Indianapolis also benefits from a street culture that is more attentive to neighborhood-level signage than many peer cities of its size. The gentrification-driven foot traffic in Fountain Square, the arts-and-dining density of Mass Ave, and the festival-heavy summer calendar along the Cultural Trail and White River State Park create recurring pedestrian surges that dramatically amplify the impression value of snipes installed in surrounding corridors. Event-adjacent snipe placements — in the streets around Gainbridge Fieldhouse, in the Irvington neighborhood before neighborhood festivals,
and along College Avenue before the Broad Ripple Art Fair — consistently outperform standard placements by a measurable margin, delivering repeated impressions to audiences already primed for discovery and engagement.
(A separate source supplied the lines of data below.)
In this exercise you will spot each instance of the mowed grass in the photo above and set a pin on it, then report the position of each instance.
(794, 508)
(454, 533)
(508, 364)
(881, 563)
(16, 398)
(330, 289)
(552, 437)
AGM’s Indianapolis snipe advertising service covers the full operational range from campaign strategy through field deployment and post-campaign documentation. Standard format offerings include the 9×12 snipe card in 400-unit and 800-unit configurations, and the 11×14 jumbo snipe in equivalent deployment sizes. Snipe and wheatpaste bundle packages are available for brands seeking simultaneous small-format and large-format street presence, saving approximately $1,000 compared to booking formats separately. All campaigns include GPS-tagged post-installation photography and a post-campaign report. Rush deployment within 72 hours is available for time-sensitive activations.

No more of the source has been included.